Argumentamos sobre a vida no mundo onde essa doença existe. Graças ao estado avançado da ciência no século XXI, desenvolvemos vacinas em tempo recorde e conseguimos derrubar o número de casos fatais em menos de um ano. Se uma pessoa viva no tempo da Peste Negra soubesse que em questão de meses a humanidade achou uma forma de proteger boa parte da população mundial, acharia que era intervenção divina.

Então, é claro, não precisa ser totalmente pessimista: tem vacina, e já estão avançando com remédios. Vamos comemorar essa vitória, mas sem esquecer que o problema não foi resolvido de vez. A próxima meta é vacinar a imensa maioria das pessoas, o que alguns países já conseguiram, mas outros não. Na África do Sul a vacinação estava lenta. A gente batia muito no Brasil pelo atraso na vacinação porque sabia que na média mundial, era um dos países com maior potencial de vacinar todo mundo rapidamente. Só não faria se não quisesse. E por vários meses, não quis.

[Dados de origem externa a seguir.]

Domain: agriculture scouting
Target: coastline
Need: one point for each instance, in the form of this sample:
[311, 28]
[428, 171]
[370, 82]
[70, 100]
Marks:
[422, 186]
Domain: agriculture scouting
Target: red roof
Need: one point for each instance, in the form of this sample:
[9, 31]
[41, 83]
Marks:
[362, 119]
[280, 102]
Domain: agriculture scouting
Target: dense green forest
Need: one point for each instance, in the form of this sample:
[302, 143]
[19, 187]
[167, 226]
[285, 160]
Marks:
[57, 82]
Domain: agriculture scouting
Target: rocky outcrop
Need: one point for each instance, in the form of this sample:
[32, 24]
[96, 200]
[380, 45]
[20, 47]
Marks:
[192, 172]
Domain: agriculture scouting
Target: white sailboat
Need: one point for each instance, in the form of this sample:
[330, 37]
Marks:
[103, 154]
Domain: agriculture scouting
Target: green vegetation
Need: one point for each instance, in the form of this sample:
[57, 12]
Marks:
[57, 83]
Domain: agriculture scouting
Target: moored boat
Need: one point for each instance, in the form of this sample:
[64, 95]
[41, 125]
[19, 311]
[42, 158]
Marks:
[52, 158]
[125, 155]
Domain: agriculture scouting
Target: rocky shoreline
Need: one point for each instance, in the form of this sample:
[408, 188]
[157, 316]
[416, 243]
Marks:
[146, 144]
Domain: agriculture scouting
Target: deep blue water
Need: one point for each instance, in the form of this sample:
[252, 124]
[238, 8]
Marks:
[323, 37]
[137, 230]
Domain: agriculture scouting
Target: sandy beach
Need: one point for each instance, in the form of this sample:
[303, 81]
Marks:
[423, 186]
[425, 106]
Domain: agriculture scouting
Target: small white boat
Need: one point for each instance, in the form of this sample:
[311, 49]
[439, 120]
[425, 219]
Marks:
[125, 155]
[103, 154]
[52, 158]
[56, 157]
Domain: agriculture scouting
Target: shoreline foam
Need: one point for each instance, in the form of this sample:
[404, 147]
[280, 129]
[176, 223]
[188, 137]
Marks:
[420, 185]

O que não é a realidade ao redor do mundo. Países ricos e desenvolvidos penaram para organizar sistemas de distribuição e aplicação de vacinas, mas até por serem ricos e desenvolvidos, eventualmente deram conta do recado. O maior problema deles são os negacionistas. Mas em vários outros países desse mundo, une-se falta de dinheiro, conhecimento e mobilização popular em prol da vacina. Por isso acabamos com um continente africano com menos de 10% de vacinados mais de um ano depois do surgimento das vacinas.

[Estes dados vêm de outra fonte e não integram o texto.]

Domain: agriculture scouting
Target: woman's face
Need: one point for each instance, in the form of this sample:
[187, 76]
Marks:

E aí, começa a ficar difícil lidar com o vírus. Se ele pode se reproduzir livremente em alguns lugares e treinar contra as vacinas em outros, a chance dele dar de cara com uma variação que burla o efeito protetivo das vacinas é muito maior. E mesmo em países com coberturas vacinais mais razoáveis (como é o caso atual do Brasil), a bagunça de cada cidade e estado agir como bem entender é suficiente para igualar o perigo de países cheios de negacionistas.

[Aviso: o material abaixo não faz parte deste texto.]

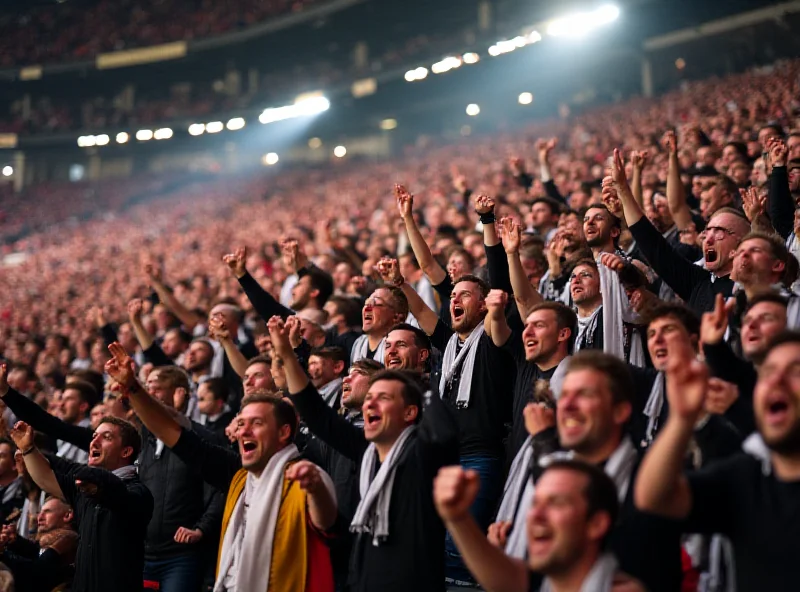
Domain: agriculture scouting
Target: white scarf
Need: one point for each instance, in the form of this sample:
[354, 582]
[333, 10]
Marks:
[616, 311]
[518, 473]
[330, 392]
[247, 542]
[452, 362]
[652, 408]
[619, 467]
[599, 579]
[360, 350]
[372, 514]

É como se o mundo todo estivesse no time coronavírus, metade se esforçando para treinar o vírus, metade financiando sua existência. Como eu já disse antes, não é como se esse fosse o fim da humanidade, mas é uma receita de desastre do mesmo jeito. Um desastre mais sutil de ir aumentando a desigualdade e constringindo a economia global até entrarmos numa era de estagnação miserável que pode demorar muito tempo para acabar.

Você que lê o Desfavor já sabe: existem formas de reduzir a chance de você ou das suas pessoas queridas sofrerem com a doença, mas além disso, eu acho bom colocar na cabeça que salvo uma mudança considerável de mentalidade na humanidade, é bem provável que ainda tenhamos outros momentos de preocupação extrema com o coronavírus. Continuem atentos.